Telling his father's story has been distressing for Clive Spriggs, but he said it was worth it to bring about change.
"It's still a very difficult and still a very raw subject for myself and my family," he said.
"What we went through in Oakden was appalling to say the least."
Clive Spriggs's father Bob Spriggs was abused at Adelaide's state-run Oakden mental health facility.
He was one of many residents at the home who were neglected, grossly over-medicated and put in restraints.
The Oakden scandal was among a string of disturbing cases involving abuse and mistreatment in nursing homes across the country which led to the Royal Commission into Aged Care Quality and Safety, which was announced in September.

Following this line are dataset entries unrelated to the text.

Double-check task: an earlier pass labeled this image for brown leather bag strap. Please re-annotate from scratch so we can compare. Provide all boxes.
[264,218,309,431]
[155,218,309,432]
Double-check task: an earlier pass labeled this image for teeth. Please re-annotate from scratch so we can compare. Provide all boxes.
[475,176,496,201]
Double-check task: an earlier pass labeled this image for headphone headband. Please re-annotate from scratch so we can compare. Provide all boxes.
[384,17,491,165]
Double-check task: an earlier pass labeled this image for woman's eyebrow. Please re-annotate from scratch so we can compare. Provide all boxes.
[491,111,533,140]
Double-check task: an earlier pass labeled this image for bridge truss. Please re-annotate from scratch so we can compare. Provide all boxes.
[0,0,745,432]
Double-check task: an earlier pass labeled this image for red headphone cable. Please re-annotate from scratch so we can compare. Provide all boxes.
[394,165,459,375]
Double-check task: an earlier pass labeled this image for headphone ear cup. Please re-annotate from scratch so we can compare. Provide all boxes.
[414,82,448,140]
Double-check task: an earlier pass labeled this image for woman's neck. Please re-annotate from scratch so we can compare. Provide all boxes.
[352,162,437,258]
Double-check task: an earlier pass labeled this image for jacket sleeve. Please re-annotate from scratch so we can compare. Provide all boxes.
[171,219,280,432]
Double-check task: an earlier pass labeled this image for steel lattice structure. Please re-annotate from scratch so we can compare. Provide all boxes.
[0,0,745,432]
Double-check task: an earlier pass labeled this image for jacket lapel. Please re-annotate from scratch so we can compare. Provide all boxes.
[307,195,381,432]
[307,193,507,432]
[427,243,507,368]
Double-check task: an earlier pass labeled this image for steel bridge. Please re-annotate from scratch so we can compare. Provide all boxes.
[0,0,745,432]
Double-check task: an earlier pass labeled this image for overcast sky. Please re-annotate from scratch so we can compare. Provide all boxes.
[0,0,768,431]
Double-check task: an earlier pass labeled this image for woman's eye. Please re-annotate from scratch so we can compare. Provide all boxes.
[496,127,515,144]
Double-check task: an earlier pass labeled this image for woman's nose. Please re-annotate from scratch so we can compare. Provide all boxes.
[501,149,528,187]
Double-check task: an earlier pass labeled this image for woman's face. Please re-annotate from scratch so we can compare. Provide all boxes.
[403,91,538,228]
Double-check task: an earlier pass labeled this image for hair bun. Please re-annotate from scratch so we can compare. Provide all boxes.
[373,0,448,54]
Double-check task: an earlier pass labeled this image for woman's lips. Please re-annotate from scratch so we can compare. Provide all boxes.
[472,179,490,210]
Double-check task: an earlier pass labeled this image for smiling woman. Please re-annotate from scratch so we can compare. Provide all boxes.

"Australia's got the perfect chance now," Mr Spriggs said.
"You've got to speak up - these people that go into aged care are the people that built our country.
"Let's give them the respect they deserve."
Aged Care Crisis advocacy group member Lynda Salterelli said victims and families should be brave and tell their stories despite it being daunting.
"It's important the commission hears from as many family members as possible," Ms Salterelli said.
"This is pretty much a once-in-a-lifetime opportunity to make a contribution.
"Family members and staff are fearful of making a complaint about care.
"Staff are concerned about losing their jobs and have done so, and family members fear for the safety of their loved ones because they are left in aged care."
The royal commission will look at the extent of substandard care, mistreatment and abuse, systemic failures and ways to improve the sector.
It's also expected to examine the controversial use of physical restraints and medication to control the behaviour of dementia patients.
Lots of inquiries but little change
Those in the sector say they are frustrated that despite many inquiries, reports and recommendations over the years, little has changed.
"The core problems are the insufficient numbers of trained staff to provide care, Ms Salterelli said.
"The second issue is the failure to collect any data and make it publicly available.
"The third issue is that over the last two decades the government has responded to all the criticism by making ineffectual changes and then boasting about our rigorous regulation."
Researcher and aged care advocate Sarah Russell said data and evidence are lacking in helping to formulate aged care policy.
"Because of the Aged Care Act, we don't have transparency around staffing in aged care homes, we as researchers cannot access data about pressure injuries, dehydration, malnutrition, medication issues or falls," she said.
She said a rewriting of the Aged Care Act was needed.
"My view is the ... [act] has led to many of these problems," she said.
"It was written for providers, not for residents."
Royal commission gets underway
Commissioners Richard Tracey and Lynelle Briggs will outline how the inquiry will operate at today's hearing.
Witnesses will start giving evidence next month in Adelaide, before the inquiry moves across different states and territories.
The commission will be directed to inquire into all forms of Commonwealth-funded aged care, wherever they are delivered.
It will cover care for people in aged care facilities, in-home care services and care for young Australians with disabilities living in a residential aged care environment.
The commissioners will be required to produce an interim report by the end of next October, and a final report by the end of April 2020.